Ahora que el cine español ha abandonado las coproducciones de bajo presupuesto y el gusto por los subgéneros, el malagueño Pedro Temboury se empeña en nadar contracorriente de la mano de un monstruo abisal bautizado con el increíble nombre de Jocántaro. Kárate a muerte en Torremolinos, la primera película de Temboury, hizo ayer irrupción en la Mostra con toda la parafernalia que se merece. Un grupo de amigos del realizador se disfrazó de karateca para presentar la cinta en una coreografía tan loca como la posterior proyección. Porque Kárate a muerte en Torremolinos es una excéntrica película que recupera los viejos clichés del cine de serie Z (peleas de karatecas, zombies, alienígenas, magia negra y surfistas, entre otras perlas) para construir un filme muy entretenido y repleto de caspa, que representa la única producción española del alternativo ciclo dedicado al cine traka. Rodada con poco más de 6.000 euros, la cinta cuenta con la desinteresada colaboración como actores del mítico director de cine casposo Jesús Franco, y de Mohamed Kashoghi, hijo de uno de los magnates de la Costa del Sol, que interpreta el papel de mendigo.

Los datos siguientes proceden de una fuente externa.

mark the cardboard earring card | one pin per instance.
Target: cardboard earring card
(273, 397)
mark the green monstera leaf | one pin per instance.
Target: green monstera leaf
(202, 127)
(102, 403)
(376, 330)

La película de Temboury aportó un poco del atrevimiento del que carece, salvo honrosas excepciones, la sección oficial, en la que ayer entraron en competición dos nuevos filmes. El primero fue el italiano Giravolte, de Carola Spadoni, una película que se resume en su primer fotograma: un hombre atraviesa Roma, mientras se sobreimpresionan los títulos de crédito, a lomos de una Vespino de segunda mano. Esta imagen premonitoria se erige después en metáfora de lo que espera al espectador. Porque Spadoni quiere ser como Nanni Moretti en Caro diario, pero sus pretensiones quedan al mismo nivel que la comparación entre la Vespa de Moretti y el Vespino de Spadoni, pues los bocados de realidad de Giravolte carecen de la dimensión analítica y crítica de la mirada de Moretti.

La argelina Inch'allah dimanche, de Yamina Benguigui, está plagada de buenas intenciones y posee un atisbo de crítica social. Pero la denuncia de la situación familiar de la mujer en la cerrada sociedad matriarcal musulmana, en la Francia de la década de los setenta, se diluye en una historia excesivamente maniquea que, para colmo, finaliza de la manera más hollywoodiense posible, como si su directora se hubiera decantado por un final improvisado para salvar con honor el lío argumental en el que se había metido.